Lack of spending on infrastructure projects by state and local governments threatens us all. According to Vice, “spending on infrastructure is at its lowest since 1947.” In its latest assessment of the country’s infrastructure, the American Society for Civil Engineers gave the U.S. a D+.
Infrastructure projects include spending to repair and maintain airports roads, bridges, and transit projects. Much hinges on having funds available for these projects. Many projects are in a seemingly permanent state of limbo. For example in NYC, construction on the Second Avenue Subway line, which would ease overcrowding on the Lexington Avenue line, has been repeatedly delayed by economic downturns and political in-fighting.
Another critically needed project, the FAA’s NextGen, which would switch air travel from radar-based to satellite-based flight-tracking technology, and reduce delays by 35%, has been sidetracked by funding questions. The FAA is currently debating with the airlines about how much they should contribute to the cost, which is a reported $20 to $27 billion.
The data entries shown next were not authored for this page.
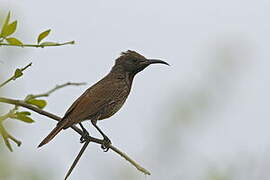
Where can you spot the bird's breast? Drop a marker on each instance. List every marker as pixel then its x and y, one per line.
pixel 117 101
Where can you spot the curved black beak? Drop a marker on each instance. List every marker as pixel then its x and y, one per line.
pixel 157 61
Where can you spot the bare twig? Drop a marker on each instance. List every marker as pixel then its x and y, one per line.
pixel 56 88
pixel 89 138
pixel 38 45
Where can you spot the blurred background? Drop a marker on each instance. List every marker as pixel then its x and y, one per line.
pixel 205 117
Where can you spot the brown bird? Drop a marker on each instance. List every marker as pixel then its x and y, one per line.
pixel 106 97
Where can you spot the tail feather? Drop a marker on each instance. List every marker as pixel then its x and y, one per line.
pixel 53 133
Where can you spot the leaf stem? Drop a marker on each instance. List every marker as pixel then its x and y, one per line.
pixel 14 76
pixel 37 45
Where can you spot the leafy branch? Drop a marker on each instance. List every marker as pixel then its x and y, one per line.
pixel 79 131
pixel 24 115
pixel 9 28
pixel 18 73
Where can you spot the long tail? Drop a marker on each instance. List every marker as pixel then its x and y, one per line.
pixel 54 132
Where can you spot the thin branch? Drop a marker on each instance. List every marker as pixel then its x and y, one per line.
pixel 14 75
pixel 77 159
pixel 92 139
pixel 46 94
pixel 38 45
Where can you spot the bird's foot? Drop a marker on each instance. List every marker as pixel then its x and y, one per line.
pixel 106 144
pixel 84 137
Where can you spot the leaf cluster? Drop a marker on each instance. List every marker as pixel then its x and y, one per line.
pixel 7 38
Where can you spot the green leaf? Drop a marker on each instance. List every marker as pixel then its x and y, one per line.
pixel 49 44
pixel 23 117
pixel 42 35
pixel 9 29
pixel 5 24
pixel 18 73
pixel 27 113
pixel 37 102
pixel 14 41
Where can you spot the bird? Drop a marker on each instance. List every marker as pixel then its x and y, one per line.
pixel 104 98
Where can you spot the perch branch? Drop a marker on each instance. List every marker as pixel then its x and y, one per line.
pixel 90 139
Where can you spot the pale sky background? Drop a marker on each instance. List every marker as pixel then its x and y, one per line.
pixel 216 90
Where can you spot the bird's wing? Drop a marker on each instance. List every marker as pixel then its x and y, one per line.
pixel 91 102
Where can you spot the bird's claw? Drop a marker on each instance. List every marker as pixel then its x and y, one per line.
pixel 84 137
pixel 106 144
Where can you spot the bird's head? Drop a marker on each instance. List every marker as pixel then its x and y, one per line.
pixel 134 62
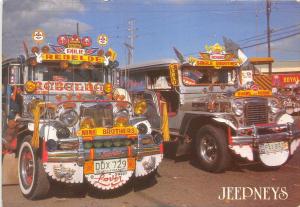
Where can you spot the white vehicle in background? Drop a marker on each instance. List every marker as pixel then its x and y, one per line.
pixel 212 114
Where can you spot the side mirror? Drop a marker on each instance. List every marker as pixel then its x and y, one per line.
pixel 14 74
pixel 173 70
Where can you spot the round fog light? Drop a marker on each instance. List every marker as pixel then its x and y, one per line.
pixel 62 132
pixel 157 138
pixel 51 145
pixel 143 129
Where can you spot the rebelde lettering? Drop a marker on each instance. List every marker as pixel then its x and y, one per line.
pixel 68 86
pixel 118 131
pixel 253 193
pixel 70 57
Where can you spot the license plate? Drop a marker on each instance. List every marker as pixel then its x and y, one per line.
pixel 268 148
pixel 107 166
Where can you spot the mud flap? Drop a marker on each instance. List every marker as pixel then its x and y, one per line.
pixel 182 147
pixel 10 170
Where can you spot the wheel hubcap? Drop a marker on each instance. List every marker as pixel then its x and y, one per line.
pixel 27 167
pixel 208 149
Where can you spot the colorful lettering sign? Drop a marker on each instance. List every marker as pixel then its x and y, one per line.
pixel 215 56
pixel 72 57
pixel 67 87
pixel 248 93
pixel 102 40
pixel 77 50
pixel 108 131
pixel 213 63
pixel 282 80
pixel 173 69
pixel 38 36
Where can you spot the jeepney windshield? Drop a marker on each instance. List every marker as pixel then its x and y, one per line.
pixel 194 76
pixel 72 74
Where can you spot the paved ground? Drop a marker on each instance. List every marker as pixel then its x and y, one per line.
pixel 179 184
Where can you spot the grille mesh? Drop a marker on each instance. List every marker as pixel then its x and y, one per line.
pixel 101 113
pixel 256 112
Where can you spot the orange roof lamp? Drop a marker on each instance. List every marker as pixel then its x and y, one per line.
pixel 261 60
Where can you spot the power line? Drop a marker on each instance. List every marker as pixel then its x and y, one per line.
pixel 277 30
pixel 281 38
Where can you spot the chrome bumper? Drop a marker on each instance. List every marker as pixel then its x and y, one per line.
pixel 80 155
pixel 257 134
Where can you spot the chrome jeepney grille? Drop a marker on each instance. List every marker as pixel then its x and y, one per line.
pixel 101 113
pixel 256 112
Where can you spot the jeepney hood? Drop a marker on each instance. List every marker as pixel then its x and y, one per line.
pixel 60 87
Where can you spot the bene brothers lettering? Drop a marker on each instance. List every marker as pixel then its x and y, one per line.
pixel 73 57
pixel 109 131
pixel 58 86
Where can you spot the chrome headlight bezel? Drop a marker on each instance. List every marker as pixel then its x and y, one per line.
pixel 274 106
pixel 238 107
pixel 69 117
pixel 124 114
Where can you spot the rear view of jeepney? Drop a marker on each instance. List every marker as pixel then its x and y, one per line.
pixel 76 127
pixel 257 126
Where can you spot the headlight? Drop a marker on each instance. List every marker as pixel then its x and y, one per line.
pixel 143 129
pixel 62 132
pixel 121 118
pixel 274 106
pixel 289 110
pixel 87 123
pixel 69 117
pixel 140 107
pixel 238 108
pixel 30 86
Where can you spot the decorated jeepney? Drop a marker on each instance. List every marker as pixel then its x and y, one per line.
pixel 67 122
pixel 216 112
pixel 285 86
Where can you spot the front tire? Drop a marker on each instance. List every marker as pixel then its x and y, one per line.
pixel 212 149
pixel 33 180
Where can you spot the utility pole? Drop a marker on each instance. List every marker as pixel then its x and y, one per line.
pixel 130 44
pixel 268 11
pixel 77 28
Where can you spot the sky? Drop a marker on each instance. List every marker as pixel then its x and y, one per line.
pixel 160 25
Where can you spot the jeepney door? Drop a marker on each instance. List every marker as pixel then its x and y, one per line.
pixel 14 80
pixel 153 112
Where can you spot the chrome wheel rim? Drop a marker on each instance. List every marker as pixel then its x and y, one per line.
pixel 208 149
pixel 27 167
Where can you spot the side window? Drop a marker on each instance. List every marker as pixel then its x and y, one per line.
pixel 172 100
pixel 14 74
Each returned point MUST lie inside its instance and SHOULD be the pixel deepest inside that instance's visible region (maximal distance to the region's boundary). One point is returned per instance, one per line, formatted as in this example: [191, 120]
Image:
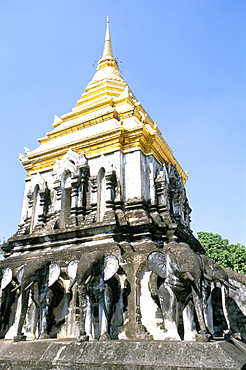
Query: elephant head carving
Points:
[94, 274]
[179, 280]
[219, 281]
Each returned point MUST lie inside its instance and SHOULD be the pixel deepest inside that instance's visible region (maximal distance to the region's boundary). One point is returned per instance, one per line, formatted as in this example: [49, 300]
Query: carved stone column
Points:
[82, 196]
[72, 219]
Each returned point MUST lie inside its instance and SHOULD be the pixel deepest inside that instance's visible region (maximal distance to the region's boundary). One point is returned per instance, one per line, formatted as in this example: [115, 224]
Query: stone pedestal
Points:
[118, 355]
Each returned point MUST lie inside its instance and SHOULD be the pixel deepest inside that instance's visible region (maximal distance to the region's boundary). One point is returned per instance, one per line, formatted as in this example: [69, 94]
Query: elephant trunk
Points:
[199, 310]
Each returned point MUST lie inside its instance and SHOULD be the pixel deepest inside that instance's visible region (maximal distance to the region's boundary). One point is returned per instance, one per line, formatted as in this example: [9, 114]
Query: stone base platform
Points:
[121, 355]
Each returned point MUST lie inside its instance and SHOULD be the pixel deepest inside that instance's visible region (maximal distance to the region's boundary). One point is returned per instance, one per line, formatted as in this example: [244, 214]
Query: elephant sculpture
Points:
[176, 279]
[98, 289]
[7, 299]
[40, 279]
[217, 275]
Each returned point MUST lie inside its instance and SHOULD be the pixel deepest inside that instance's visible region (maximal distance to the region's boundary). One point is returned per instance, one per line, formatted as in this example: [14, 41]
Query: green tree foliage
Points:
[231, 256]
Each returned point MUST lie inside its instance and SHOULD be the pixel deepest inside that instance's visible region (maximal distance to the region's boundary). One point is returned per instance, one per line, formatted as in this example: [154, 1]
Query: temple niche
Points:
[104, 249]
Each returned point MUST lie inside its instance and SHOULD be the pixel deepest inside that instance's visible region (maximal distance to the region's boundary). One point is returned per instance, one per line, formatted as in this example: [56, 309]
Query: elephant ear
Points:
[54, 273]
[7, 277]
[111, 266]
[156, 262]
[72, 269]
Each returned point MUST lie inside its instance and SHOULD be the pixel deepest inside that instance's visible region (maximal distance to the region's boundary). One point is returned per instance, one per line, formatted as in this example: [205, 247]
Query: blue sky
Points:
[185, 62]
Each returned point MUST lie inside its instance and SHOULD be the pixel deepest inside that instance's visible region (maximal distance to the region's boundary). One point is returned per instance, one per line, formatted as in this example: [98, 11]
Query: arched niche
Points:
[35, 207]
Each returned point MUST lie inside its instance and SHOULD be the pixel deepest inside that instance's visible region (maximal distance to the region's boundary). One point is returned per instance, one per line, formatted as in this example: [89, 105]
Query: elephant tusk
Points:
[29, 285]
[229, 285]
[188, 274]
[14, 289]
[207, 277]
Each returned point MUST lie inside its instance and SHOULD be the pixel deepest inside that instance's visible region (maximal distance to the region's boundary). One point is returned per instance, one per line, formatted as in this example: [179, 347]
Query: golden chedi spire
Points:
[107, 118]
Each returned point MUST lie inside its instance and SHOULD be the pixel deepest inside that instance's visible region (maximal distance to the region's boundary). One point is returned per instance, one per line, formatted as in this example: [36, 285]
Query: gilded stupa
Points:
[103, 179]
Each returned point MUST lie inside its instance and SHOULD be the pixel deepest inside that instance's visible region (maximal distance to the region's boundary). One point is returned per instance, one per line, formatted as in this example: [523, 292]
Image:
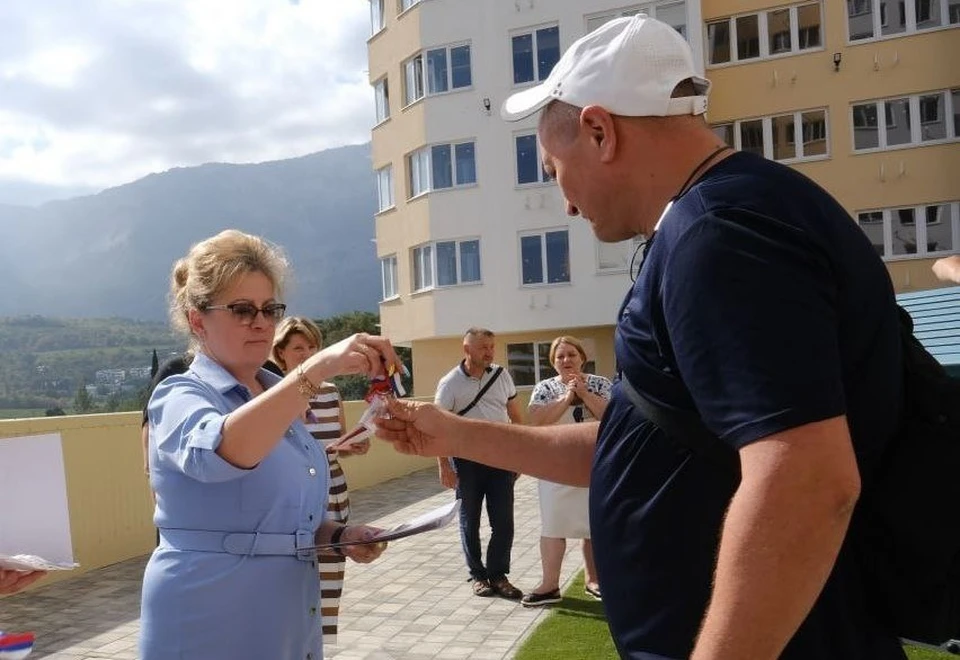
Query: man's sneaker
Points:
[482, 588]
[504, 589]
[538, 600]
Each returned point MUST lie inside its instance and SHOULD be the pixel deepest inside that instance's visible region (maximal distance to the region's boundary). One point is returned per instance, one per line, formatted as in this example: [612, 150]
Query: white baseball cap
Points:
[629, 66]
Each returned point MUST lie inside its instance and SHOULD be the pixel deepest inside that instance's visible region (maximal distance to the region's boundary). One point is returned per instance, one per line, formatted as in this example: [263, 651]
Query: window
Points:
[869, 19]
[376, 16]
[534, 54]
[413, 79]
[913, 231]
[452, 262]
[423, 267]
[529, 363]
[794, 136]
[388, 277]
[436, 71]
[381, 94]
[545, 257]
[385, 188]
[529, 163]
[724, 132]
[933, 121]
[458, 262]
[908, 121]
[788, 30]
[442, 166]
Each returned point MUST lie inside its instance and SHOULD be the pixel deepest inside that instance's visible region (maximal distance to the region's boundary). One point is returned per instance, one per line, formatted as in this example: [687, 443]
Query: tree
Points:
[82, 402]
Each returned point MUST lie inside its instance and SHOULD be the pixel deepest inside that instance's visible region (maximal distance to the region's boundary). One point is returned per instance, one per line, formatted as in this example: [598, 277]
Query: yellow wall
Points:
[879, 69]
[108, 495]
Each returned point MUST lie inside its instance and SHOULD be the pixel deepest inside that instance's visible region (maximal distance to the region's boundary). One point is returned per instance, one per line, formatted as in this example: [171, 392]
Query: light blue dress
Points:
[226, 582]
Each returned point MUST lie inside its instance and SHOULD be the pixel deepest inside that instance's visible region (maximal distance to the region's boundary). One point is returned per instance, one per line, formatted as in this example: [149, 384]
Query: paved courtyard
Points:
[412, 604]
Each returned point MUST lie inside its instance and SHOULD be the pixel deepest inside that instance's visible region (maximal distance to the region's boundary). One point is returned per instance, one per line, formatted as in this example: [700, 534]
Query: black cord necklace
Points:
[643, 245]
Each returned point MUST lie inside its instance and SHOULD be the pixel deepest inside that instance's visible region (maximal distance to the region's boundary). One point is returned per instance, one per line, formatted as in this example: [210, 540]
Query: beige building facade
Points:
[862, 96]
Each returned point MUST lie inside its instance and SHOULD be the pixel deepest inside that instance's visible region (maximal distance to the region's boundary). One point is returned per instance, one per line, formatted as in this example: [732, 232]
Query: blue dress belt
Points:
[241, 543]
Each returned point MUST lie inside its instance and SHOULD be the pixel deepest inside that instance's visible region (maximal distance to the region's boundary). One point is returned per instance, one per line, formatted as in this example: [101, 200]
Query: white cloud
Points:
[105, 91]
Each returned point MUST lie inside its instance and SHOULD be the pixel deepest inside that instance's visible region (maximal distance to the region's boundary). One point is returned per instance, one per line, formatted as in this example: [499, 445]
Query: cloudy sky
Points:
[95, 93]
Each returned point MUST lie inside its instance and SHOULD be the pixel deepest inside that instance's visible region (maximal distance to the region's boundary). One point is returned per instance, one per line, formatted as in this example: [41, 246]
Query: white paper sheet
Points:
[34, 517]
[435, 519]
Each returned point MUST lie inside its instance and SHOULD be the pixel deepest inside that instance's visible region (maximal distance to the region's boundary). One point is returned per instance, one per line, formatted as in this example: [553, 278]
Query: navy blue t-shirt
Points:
[761, 305]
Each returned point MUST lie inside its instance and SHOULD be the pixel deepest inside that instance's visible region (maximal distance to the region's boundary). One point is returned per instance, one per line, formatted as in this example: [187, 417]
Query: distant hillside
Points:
[43, 361]
[110, 254]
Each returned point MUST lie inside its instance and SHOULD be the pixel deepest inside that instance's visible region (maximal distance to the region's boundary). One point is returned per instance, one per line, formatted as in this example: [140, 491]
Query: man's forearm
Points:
[560, 453]
[773, 562]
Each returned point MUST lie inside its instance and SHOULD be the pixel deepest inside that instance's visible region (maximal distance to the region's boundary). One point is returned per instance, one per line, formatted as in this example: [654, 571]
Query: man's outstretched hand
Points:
[416, 427]
[13, 581]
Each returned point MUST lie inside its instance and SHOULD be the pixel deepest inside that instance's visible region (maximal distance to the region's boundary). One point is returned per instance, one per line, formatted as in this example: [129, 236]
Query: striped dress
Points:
[325, 428]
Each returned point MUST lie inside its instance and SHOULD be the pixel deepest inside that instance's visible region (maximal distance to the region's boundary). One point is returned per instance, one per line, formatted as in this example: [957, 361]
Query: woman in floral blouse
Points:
[569, 397]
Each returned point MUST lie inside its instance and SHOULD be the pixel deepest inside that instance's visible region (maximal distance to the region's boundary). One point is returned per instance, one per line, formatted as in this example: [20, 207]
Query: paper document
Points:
[439, 517]
[34, 563]
[34, 514]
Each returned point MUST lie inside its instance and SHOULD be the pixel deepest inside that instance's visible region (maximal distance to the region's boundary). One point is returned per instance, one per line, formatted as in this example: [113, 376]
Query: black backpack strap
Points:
[686, 428]
[483, 390]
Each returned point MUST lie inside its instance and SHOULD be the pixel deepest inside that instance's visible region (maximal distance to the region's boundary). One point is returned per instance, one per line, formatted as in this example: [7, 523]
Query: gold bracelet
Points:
[304, 386]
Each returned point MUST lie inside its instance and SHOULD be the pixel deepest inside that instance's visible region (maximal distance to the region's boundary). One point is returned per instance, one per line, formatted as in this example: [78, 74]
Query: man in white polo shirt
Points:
[480, 389]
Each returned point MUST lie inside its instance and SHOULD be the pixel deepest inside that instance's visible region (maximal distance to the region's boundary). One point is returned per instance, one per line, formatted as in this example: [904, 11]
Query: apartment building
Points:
[470, 231]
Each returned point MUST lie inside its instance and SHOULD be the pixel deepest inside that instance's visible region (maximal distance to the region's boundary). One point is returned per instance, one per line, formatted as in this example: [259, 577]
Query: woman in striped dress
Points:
[296, 339]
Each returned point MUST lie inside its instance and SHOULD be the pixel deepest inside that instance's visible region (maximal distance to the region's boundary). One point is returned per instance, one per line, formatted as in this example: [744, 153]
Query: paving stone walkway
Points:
[412, 604]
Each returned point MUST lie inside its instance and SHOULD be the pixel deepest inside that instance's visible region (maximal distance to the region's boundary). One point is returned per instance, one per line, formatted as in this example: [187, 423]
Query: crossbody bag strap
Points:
[483, 390]
[686, 428]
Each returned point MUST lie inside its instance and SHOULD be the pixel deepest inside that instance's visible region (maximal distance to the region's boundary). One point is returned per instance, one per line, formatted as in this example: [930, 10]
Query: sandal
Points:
[482, 588]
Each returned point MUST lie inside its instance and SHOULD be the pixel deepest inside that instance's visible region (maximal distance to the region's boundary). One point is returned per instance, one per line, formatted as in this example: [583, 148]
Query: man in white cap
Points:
[761, 309]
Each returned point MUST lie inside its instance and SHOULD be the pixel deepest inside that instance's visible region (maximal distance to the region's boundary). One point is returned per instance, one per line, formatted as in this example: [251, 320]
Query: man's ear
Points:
[599, 125]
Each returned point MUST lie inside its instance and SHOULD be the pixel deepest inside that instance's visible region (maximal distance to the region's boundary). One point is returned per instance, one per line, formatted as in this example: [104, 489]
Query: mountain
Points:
[110, 254]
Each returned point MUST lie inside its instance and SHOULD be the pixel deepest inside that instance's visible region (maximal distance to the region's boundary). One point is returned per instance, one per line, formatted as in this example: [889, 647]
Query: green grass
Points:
[25, 413]
[577, 628]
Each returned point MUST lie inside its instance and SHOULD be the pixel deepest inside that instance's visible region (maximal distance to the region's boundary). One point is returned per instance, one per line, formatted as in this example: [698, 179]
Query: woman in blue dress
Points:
[241, 487]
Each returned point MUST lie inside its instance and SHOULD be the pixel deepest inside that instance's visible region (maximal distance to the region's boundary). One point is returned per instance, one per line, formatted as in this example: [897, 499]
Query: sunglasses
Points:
[245, 313]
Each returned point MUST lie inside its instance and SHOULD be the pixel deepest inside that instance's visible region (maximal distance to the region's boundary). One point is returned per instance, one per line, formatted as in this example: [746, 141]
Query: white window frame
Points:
[916, 125]
[910, 11]
[418, 64]
[542, 177]
[421, 267]
[767, 134]
[763, 34]
[377, 19]
[421, 161]
[544, 257]
[389, 284]
[385, 198]
[381, 95]
[919, 211]
[414, 87]
[628, 248]
[538, 76]
[458, 252]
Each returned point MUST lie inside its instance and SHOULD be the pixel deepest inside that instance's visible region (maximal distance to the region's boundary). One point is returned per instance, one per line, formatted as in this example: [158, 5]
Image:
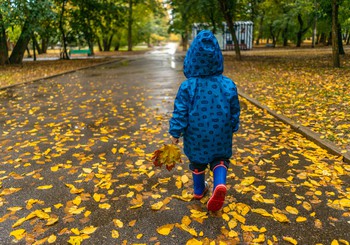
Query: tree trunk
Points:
[300, 33]
[4, 55]
[64, 54]
[274, 41]
[340, 41]
[99, 45]
[21, 45]
[285, 36]
[34, 54]
[335, 42]
[44, 42]
[226, 10]
[37, 47]
[130, 26]
[110, 42]
[184, 39]
[261, 26]
[329, 41]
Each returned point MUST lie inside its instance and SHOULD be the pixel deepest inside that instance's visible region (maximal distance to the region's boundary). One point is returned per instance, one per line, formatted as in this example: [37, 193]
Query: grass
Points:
[300, 84]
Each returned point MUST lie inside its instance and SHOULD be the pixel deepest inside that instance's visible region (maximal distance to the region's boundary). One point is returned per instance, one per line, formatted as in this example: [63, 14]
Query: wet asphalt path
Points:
[76, 147]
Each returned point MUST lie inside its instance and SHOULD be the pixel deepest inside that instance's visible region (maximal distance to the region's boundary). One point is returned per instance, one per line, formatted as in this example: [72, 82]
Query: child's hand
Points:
[175, 141]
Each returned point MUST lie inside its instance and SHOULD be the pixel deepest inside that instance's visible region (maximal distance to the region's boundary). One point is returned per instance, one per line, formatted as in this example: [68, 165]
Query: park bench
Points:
[79, 51]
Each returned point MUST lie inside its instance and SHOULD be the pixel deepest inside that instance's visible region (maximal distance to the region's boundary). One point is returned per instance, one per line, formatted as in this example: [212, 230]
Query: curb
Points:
[309, 134]
[60, 74]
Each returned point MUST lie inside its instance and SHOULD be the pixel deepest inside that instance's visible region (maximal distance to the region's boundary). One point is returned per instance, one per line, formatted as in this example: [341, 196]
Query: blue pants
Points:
[201, 167]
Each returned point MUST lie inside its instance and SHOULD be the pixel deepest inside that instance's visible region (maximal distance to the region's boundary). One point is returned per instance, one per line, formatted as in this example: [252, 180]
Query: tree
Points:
[227, 9]
[335, 31]
[28, 15]
[182, 18]
[3, 43]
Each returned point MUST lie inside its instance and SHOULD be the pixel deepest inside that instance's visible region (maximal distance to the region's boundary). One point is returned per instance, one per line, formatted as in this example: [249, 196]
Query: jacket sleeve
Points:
[179, 120]
[235, 111]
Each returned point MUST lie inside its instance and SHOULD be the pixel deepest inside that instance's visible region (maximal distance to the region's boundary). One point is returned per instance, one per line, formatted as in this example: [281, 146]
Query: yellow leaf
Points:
[19, 222]
[225, 217]
[77, 200]
[75, 231]
[104, 206]
[42, 215]
[118, 223]
[55, 168]
[184, 179]
[115, 234]
[262, 212]
[136, 206]
[232, 224]
[58, 205]
[307, 206]
[290, 239]
[97, 197]
[345, 203]
[344, 241]
[51, 239]
[279, 216]
[122, 150]
[232, 234]
[238, 217]
[9, 191]
[75, 210]
[165, 229]
[18, 234]
[194, 241]
[87, 170]
[88, 230]
[157, 206]
[248, 181]
[292, 210]
[301, 219]
[188, 229]
[186, 220]
[260, 239]
[51, 221]
[75, 240]
[132, 223]
[14, 209]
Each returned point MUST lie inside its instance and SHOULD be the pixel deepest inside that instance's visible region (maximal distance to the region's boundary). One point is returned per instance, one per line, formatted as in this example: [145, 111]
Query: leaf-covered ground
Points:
[75, 169]
[300, 84]
[29, 71]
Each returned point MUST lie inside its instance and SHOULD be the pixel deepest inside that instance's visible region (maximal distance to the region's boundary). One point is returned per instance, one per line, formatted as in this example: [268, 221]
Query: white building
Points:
[244, 34]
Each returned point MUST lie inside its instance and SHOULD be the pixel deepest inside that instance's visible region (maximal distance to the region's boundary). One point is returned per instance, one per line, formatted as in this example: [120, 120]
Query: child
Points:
[206, 114]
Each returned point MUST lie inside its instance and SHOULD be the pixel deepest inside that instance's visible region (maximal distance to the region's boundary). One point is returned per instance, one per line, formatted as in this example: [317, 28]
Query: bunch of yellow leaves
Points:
[168, 155]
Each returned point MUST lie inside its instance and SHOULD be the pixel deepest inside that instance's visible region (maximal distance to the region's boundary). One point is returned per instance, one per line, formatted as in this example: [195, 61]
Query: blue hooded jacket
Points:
[206, 108]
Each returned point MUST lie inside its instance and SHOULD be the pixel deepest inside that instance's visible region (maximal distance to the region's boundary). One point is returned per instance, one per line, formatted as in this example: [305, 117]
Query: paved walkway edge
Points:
[60, 74]
[309, 134]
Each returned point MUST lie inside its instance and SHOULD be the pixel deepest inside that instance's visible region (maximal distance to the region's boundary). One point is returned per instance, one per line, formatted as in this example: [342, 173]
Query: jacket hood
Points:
[204, 57]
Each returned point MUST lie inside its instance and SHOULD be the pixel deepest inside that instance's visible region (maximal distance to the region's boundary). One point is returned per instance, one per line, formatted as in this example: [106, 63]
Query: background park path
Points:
[75, 168]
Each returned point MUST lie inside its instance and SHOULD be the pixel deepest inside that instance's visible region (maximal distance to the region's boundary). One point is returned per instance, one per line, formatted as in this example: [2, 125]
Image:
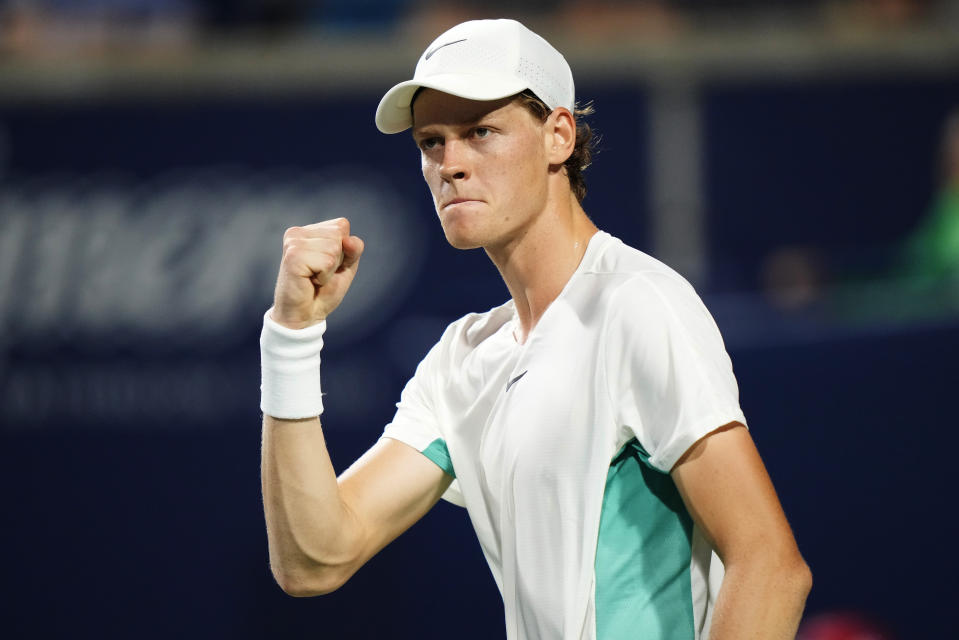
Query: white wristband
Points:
[290, 369]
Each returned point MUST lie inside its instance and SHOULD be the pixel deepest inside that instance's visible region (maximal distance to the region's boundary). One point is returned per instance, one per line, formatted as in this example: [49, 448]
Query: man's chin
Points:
[459, 241]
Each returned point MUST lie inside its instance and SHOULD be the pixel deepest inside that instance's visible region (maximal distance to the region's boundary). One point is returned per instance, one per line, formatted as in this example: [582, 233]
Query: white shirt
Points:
[561, 447]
But while infrastructure projects are discussed in fiscal terms, there are more human costs to lack of funding them. Most recently, in Flint, Michigan, the human costs of crumbling infrastructure became apparent when it was found that the entire population has been exposed to lead poisoning through contamination of the water supply by corrosive pipes. The state recently declared a state of emergency over the water problem, after widespread exposure to lead.
Flint’s problems began in April 2014 when the city decided it would draw its water from the nearby Flint River instead of the Detroit water system. It was a cost-savings measure implemented by a non-elected, state-appointed emergency manager. The decision reveals the dangerous application of short-term thinking to large-scale problems that require investment to make right.